6098 Sayılı Türk Borçlar Kanunu"nun 316. maddesi hükmü uyarınca kiracı kiralananı tam bir özenle kullanmak ve aynı Kanunun 334. maddesi gereğince sözleşme sonunda aldığı hali ile kiralayana teslim etmekle yükümlüdür. Kiracı, sözleşmeye uygun kullanma dolayısıyla oluşan eskime ve bozulmalardan sorumlu olmayıp; münhasıran kötü kullanım nedeniyle oluşan zarar ve hasardan sorumludur. Hal böyle olunca mahkemece, bilirkişilerden hüküm kurmaya ve denetime elverişli rapor aldırılarak icra takibine konu edilen eşya zararı bakımından, sözleşmenin üçüncü paragrafı gözetilerek ve kullanım süresince meydana gelecek yıpranma da dikkate alınmak suretiyle hesaplama yapılması; diğer zarar kalemleri bakımından ise yine sözleşme hükmü gözetilerek hor kullanım ve olağan kullanım nedeniyle oluşan zarar ve hasar ayrımı yapıldıktan sonra hor kullanımdan kaynaklı olduğu belirlenen zarardan kullanım süresi ile orantılı olarak yıpranma payları düşülmek suretiyle hor kullanma tazminatının belirlenmesi gerekirken eksik araştırma ve inceleme ile yazılı şekilde davanın reddine karar verilmesi usul ve yasaya aykırı olup, bozmayı gerektirmiştir.
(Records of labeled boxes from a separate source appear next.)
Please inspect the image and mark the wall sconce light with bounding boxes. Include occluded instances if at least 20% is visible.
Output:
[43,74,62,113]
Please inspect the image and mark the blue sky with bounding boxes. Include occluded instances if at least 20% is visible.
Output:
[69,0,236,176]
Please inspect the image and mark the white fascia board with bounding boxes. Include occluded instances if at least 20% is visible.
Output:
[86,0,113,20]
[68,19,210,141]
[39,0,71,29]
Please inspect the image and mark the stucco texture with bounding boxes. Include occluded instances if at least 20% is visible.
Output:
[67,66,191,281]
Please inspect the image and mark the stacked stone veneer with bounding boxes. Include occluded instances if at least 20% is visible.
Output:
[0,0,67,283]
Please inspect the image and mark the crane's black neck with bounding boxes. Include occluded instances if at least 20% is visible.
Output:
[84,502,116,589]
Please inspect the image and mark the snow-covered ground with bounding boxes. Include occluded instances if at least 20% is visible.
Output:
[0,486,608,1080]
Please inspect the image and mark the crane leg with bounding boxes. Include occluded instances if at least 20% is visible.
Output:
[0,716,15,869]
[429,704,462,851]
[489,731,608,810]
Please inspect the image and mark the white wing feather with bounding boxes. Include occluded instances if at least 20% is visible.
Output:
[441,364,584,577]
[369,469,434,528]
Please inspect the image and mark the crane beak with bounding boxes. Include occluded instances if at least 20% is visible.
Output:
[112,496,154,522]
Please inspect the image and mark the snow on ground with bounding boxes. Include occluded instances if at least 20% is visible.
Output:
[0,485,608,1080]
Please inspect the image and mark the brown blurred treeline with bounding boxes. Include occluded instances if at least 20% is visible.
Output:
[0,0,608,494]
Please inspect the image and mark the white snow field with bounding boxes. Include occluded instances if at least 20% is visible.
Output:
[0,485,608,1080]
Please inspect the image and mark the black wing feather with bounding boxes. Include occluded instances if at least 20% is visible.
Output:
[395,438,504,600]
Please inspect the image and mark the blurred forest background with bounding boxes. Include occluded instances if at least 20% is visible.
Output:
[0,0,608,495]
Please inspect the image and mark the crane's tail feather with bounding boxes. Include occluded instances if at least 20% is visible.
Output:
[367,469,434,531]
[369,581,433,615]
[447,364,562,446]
SONUÇ: Yukarıda birinci bentte açıklanan nedenlerle davacının sair temyiz itirazlarının reddine, ikinci bentte açıklanan nedenlerle davacının temyiz itirazları yerinde olduğundan kabulü ile hükmün HUMK.nun 428. maddesi gereğince davacı yararına BOZULMASINA ve peşin alınan temyiz harcının istek halinde temyiz edene iadesine, 6100 sayılı HMK"nın geçici madde 3 atfıyla 1086 sayılı HUMK"nın 440. maddesi gereğince kararın tebliğinden itibaren 15 günlük süre içerisinde karar düzeltme yolu açık olmak üzere, 01/06/2020 tarihinde oy birliğiyle karar verildi.